Asosiasi Fintech Pendanaan Bersama Indonesia (AFPI) bekerja sama dengan Asosiasi Fintech Syariah Indonesia (AFSI) dan Otoritas Jasa Keuangan (OJK) untuk meningkatkan literasi dan inklusi keuangan syariah melalui platform pinjaman daring (pindar) syariah. Kegiatan ini diselenggarakan di Masjid Istiqlal, Jakarta, dalam acara “Pindar Berbagi Berkah Ramadan” untuk memperingati bulan Ramadhan 1446 Hijriah. Tujuan kegiatan ini adalah untuk memberikan pemahaman kepada masyarakat tentang fintech lending berbasis syariah, serta mendukung inklusi keuangan masyarakat dan pemberdayaan ekonomi umat.
Rangkaian acara meliputi talk show dengan narasumber dari OJK, AFPI, dan AFSI, serta penandatanganan MoU pengembangan ekosistem fintech syariah antara AFPI, AFSI, dan Masjid Istiqlal. Selain itu, ada pula penyerahan santunan infaq berupa 4.000 box iftar Ramadan untuk jamaah, tadarus Al-Quran, dan buka puasa bersama. Ketua Klaster Syariah AFPI, Chairul Aslam, menyatakan bahwa walaupun minat terhadap pindar syariah cukup tinggi, namun masih ada tantangan seperti rendahnya pemahaman masyarakat mengenai skema syariah dibandingkan dengan fintech konvensional.
Untuk itu, AFPI terus melakukan edukasi dan literasi pindar syariah kepada masyarakat agar terhindar dari jebakan pinjol ilegal. Chairul juga memastikan bahwa fintech syariah akan terus berinovasi dan bekerja sama dengan perbankan syariah untuk meningkatkan inklusi keuangan di Indonesia. Sementara itu, Plt Kepala Departemen Literasi, Inklusi Keuangan dan Komunikasi OJK, Mohammad Ismail Riyadi, mengakui bahwa penetrasi fintech syariah masih rendah, termasuk dalam inklusi keuangan syariah.

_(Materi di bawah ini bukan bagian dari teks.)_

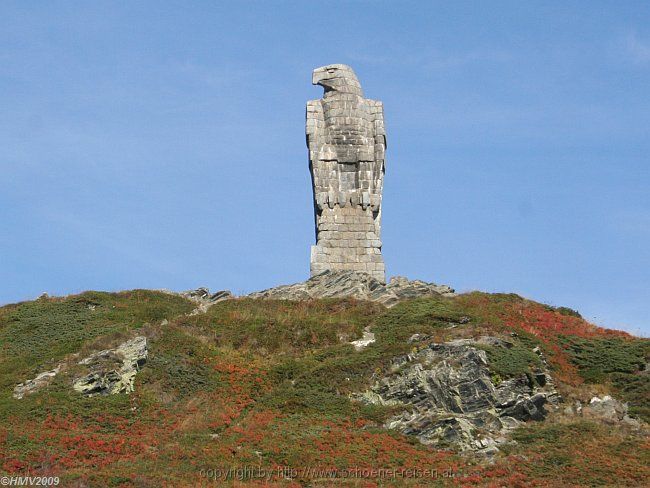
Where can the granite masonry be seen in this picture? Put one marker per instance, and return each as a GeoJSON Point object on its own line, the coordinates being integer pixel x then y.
{"type": "Point", "coordinates": [347, 142]}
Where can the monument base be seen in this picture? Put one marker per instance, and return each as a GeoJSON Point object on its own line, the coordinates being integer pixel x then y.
{"type": "Point", "coordinates": [348, 241]}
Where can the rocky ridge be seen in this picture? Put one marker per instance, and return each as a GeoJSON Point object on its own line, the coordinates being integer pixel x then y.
{"type": "Point", "coordinates": [450, 398]}
{"type": "Point", "coordinates": [353, 284]}
{"type": "Point", "coordinates": [112, 370]}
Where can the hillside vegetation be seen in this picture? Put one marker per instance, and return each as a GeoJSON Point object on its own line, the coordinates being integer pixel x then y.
{"type": "Point", "coordinates": [268, 384]}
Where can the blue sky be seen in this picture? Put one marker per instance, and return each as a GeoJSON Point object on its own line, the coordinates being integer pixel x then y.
{"type": "Point", "coordinates": [161, 145]}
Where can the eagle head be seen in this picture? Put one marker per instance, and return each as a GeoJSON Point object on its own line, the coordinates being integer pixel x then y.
{"type": "Point", "coordinates": [337, 77]}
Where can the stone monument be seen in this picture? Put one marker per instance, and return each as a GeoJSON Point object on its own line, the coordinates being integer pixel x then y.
{"type": "Point", "coordinates": [346, 140]}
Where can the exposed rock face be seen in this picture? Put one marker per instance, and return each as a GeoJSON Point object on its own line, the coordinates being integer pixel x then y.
{"type": "Point", "coordinates": [347, 142]}
{"type": "Point", "coordinates": [113, 370]}
{"type": "Point", "coordinates": [205, 299]}
{"type": "Point", "coordinates": [30, 386]}
{"type": "Point", "coordinates": [338, 284]}
{"type": "Point", "coordinates": [609, 410]}
{"type": "Point", "coordinates": [450, 398]}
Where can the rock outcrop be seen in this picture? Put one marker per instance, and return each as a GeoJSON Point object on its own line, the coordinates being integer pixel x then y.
{"type": "Point", "coordinates": [340, 284]}
{"type": "Point", "coordinates": [113, 370]}
{"type": "Point", "coordinates": [450, 398]}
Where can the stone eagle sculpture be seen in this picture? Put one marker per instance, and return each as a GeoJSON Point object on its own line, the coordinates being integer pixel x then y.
{"type": "Point", "coordinates": [347, 141]}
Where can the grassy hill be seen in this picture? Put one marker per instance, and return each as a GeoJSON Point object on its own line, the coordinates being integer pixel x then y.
{"type": "Point", "coordinates": [253, 391]}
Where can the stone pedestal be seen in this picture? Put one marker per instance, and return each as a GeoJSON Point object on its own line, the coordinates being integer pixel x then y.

Hasil survei OJK menunjukkan bahwa produk syariah baru memenuhi sebesar 12,8 persen dari permintaan pasar, sedangkan literasi keuangan syariah baru mencapai 4 persen di seluruh Indonesia. Acara ini juga dihadiri oleh beberapa pejabat OJK dan Ketua Amaliyah Ramadhan Masjid Istiqlal, Kiai Haji Mas’ud Halimin. Total penyaluran dana melalui pindar syariah mencapai Rp234,21 miliar per November 2024, dengan tingkat wanprestasi 90 hari (TWP90) mencapai 98,88 persen. Sehingga, kolaborasi antara AFPI, AFSI, dan OJK diharapkan dapat terus mendukung peningkatan literasi keuangan syariah di Indonesia.